Chacun s'accorde à dire que la situation du PS aujourd'hui
est le pire des scénarios pour son fonctionnement en tant que parti qui prétend à l'alternance de gouvernance. Je
pense également que la droite qui semble se réjouir de cette inextricable
situation n'a pas forcément le bon goût de s'en réjouir, car cette affligeante
situation démontre, si besoin en était, que la rupture s'accentue
irrémédiablement entre les "élites"
politiques dont le cheminement de tous ces bonimenteurs est finalement tracé
sur les mêmes trajectoires que celle qu'aujourd'hui le PS connaît ce qu'a connu la droite, il y a bien
peu de temps, souvenez-vous, façon vendetta faut dire, mais il semble que la
mémoire a ses faiblesses, à priori,
tandis que le peuple est soumis pour sa part à une véritable dépravation
de ses conditions de vie professionnelles et familiales, l'automobile et le
bâtiment risquent bien de payer le prix fort, en qualité de précurseurs, et
surtout est en train de bien morfler sur les conséquences immédiates d'une
crise financière non traitée et sous estimée, en rapport aux pauvres des prix
bien sur. En outre, les éléments tampon, tels que les syndicats, ont perdu
toutes les valeurs historiques et idéologiques qui auraient pu conduire, et
encore, à une temporisation collective. Le jour de gloire est arrimé. Le
syndicat, de mon point de vue, est devenu un organisme qui dérange le
travailleur, tandis qu'il continue encore à combler le patronat. Sa parole
reste d'évangile pour ceux qui imagine encore que Zorro va arriver, sans se
presser quand même.
Il me semble que cette perspective est devenue obsolète car
l'écart s'est creusé entre l'élite de la noblesse, celle de la filière
prédestinée à une aristocratie par
l'histoire génétique de qui va à la chasse perd sa place. C'est bien fait pour
ta gueule pauv'con …
Ce qui est à mon sens nouveau, aujourd'hui, c'est que le
capitalisme, appelons par son nom ce qui n'est encore compris que par ceux qui
ne le sont pas, c'est que le travailleur est condamné à mort. Attention, pas
n'importe quel travailleur, non pas celui qui, dans l'instant présent, va
profiter de sa vie individualiste qu'il considère comme normale. Après tout,
selon lui, le jeune doit faire ses preuves et bien naturellement, pourquoi ce
jeune là serait-il plus heureux que le vieux qui le précédât. Je n'imagine pas
un instant qu'un esclave puisse générer un homme libre. Par exemple, Ouba, Ouba
Ma est tout, aujourd'hui, sauf un homme libre.
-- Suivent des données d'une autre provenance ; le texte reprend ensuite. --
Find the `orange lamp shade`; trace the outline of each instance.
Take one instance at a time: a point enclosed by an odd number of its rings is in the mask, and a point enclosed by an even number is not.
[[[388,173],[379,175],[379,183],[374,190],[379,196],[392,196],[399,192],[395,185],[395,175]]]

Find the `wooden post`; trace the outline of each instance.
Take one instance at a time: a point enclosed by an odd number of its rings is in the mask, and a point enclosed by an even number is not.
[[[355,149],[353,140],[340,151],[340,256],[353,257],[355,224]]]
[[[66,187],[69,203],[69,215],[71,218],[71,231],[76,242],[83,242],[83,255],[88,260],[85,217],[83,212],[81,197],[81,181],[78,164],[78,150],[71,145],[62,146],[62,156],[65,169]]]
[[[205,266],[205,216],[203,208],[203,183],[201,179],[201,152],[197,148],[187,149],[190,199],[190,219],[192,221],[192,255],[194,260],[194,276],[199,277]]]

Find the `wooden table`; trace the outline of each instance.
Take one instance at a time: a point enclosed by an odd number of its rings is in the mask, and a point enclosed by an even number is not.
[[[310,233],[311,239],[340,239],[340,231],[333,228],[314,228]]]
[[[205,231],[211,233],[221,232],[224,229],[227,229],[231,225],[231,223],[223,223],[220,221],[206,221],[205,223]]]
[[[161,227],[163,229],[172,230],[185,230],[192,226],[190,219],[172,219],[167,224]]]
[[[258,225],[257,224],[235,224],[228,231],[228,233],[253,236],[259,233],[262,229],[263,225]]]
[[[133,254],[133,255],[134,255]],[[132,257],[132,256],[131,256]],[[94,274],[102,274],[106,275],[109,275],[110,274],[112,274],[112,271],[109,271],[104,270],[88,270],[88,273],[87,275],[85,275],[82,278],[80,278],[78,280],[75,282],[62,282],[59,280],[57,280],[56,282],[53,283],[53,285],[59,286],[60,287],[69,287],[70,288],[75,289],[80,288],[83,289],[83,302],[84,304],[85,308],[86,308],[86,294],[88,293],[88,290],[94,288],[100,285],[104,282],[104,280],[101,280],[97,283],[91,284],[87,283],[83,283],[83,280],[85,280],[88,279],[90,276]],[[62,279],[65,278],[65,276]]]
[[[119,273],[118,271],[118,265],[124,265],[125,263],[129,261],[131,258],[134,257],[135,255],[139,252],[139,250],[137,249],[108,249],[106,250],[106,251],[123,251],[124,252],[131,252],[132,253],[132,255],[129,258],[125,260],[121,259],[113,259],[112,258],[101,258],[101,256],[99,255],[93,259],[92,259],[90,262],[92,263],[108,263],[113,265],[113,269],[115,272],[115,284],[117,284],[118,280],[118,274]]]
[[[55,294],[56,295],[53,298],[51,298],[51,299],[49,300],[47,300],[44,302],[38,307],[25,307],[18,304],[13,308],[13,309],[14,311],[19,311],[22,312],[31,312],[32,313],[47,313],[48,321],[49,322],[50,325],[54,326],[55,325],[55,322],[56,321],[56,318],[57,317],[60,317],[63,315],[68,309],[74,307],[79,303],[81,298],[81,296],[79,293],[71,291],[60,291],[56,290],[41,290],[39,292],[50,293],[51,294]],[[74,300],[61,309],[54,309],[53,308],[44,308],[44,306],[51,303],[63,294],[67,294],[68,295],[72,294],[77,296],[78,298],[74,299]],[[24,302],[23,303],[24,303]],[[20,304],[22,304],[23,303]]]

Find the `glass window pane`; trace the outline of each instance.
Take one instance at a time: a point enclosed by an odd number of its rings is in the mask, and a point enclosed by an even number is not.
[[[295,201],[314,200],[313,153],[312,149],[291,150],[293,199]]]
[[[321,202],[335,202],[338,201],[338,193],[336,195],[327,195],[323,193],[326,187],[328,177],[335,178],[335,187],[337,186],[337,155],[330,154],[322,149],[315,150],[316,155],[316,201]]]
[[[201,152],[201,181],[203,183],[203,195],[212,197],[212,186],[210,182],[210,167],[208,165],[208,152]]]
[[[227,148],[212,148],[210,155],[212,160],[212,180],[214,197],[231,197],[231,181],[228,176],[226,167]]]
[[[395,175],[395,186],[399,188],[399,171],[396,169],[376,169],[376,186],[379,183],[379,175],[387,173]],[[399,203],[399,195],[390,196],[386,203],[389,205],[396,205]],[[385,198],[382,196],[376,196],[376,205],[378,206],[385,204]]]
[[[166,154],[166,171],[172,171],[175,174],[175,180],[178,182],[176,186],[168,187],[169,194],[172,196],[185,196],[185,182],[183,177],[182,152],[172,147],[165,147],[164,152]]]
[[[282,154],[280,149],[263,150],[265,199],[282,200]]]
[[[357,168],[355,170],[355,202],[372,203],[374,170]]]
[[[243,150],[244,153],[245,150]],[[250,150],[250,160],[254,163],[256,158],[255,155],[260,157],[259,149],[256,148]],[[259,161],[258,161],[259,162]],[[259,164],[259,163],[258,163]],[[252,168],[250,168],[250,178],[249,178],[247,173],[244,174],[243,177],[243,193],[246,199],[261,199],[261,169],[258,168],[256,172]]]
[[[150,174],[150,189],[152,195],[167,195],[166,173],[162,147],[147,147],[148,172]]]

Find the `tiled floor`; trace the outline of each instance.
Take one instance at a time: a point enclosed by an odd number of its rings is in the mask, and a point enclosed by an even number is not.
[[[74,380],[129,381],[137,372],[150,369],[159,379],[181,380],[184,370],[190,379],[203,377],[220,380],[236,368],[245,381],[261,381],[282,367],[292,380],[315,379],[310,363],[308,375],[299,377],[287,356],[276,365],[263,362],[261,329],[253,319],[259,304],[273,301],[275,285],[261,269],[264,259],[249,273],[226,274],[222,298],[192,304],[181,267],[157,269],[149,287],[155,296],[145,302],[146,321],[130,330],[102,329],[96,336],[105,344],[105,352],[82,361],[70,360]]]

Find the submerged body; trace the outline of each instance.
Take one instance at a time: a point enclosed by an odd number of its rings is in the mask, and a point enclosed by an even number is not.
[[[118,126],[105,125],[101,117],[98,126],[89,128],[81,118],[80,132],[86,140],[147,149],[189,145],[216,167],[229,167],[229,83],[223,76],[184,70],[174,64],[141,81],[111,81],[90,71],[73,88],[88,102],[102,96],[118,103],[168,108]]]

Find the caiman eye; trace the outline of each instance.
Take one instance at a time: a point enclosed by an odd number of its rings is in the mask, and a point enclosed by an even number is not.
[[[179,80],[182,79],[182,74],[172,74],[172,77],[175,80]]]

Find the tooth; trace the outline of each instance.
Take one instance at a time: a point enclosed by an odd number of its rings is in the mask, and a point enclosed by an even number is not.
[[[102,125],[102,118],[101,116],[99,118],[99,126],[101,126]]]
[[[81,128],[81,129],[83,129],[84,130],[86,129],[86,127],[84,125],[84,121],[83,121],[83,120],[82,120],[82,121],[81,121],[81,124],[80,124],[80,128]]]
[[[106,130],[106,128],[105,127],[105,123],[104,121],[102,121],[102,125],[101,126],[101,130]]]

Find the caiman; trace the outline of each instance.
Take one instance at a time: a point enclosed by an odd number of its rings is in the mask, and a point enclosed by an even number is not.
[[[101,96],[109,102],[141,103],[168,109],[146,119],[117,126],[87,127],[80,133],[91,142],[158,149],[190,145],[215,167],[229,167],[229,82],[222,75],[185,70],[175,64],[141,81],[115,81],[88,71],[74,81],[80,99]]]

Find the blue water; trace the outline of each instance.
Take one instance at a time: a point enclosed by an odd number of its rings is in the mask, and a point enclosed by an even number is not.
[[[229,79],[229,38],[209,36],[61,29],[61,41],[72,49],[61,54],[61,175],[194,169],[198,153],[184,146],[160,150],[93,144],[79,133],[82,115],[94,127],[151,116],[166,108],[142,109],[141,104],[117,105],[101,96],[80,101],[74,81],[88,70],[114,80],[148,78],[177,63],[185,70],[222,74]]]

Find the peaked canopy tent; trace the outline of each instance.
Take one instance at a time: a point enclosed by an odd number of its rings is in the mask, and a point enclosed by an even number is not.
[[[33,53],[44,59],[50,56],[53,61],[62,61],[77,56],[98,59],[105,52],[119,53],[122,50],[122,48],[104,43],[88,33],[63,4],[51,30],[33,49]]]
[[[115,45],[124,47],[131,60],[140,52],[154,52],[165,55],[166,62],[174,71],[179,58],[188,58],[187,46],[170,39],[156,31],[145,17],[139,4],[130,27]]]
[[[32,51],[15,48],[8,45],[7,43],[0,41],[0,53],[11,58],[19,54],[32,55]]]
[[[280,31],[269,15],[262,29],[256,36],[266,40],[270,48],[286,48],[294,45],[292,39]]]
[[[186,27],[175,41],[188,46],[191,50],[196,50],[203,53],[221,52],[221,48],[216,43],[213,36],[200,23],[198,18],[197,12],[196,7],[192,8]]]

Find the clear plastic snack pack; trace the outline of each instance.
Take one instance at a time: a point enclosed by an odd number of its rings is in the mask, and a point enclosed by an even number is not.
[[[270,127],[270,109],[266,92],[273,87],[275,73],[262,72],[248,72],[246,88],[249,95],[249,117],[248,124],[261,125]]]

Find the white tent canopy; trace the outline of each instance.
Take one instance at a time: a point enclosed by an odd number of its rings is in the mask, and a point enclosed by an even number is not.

Un jour peut-être sera-t-il
interrogé par Rebbecca Manzoni, oui mais des spaghettis, et finira donc sur la
chaise écclectique.
Entre la culture du politique entraîné et averti, celui qui
a fait les grandes écoles ou encore celui ou celle dont les prédispositions ont
déterminé de manière intéressée le devenir de sa propre destinée, je ne vois
pas en quoi nous devrions nous soucier de tout ce qui appartient au nouveau
tiers Etat.
Il convient malheureusement d'admettre que la place qui nous
revient, à nous êtres humains, est synonyme d'une sélection dont rêvaient les
nazis, par une radicale élimination, tandis que Rabelais pensait la même chose,
je crois, mais avec des critères bien davantage pudiques et peut-être même
sincèrement humanistes. Je m'interroge cependant sur la similitude s'agissant
d'un constat et dont se défendrait les protagonistes quand à l'idéologie qui
leur est propre.
En fait, je ne puis que constater que la réalité est une
offense à l'humanité à laquelle je crains d'être membre à part entière.
Je conclurais en souhaitant me prononcer pour abréger la
souffrance des hommes et de leurs victimes aussi d'ailleurs, à savoir la
population animale, végétale et planétaire.
J'entendais encore récemment que pour satisfaire aux besoins
de l'humain, dans la perspective la plus juste au fond, il faudrait 8 planètes
pour satisfaire nos besoins de consommateurs contemporains.
Si d'aventure l'homme gagnait son challenge, cela
signifierait que 8 planètes seraient très nettement insuffisante, à un moment
donné, pour que l'homme s'épanouisse encore davantage et réalise à un moment
donné un souhait inavoué, mais dont certains Napoléon, César, Attila ou plus
récemment Hitler avaient de peu échoué.
Ce soir, j'ai fait un rêve, j'ai aperçu une chaumière d'où
s'échappait une fumée parfois épaisse, parfois discrète, où la chaleur d'un
foyer se noyait avec celui du coeur.
Je ne me souviens pas qu'il existait une cheminée dans le
colosse de Rhode. Mais si le colosse copie, alors Rhodes a la joie.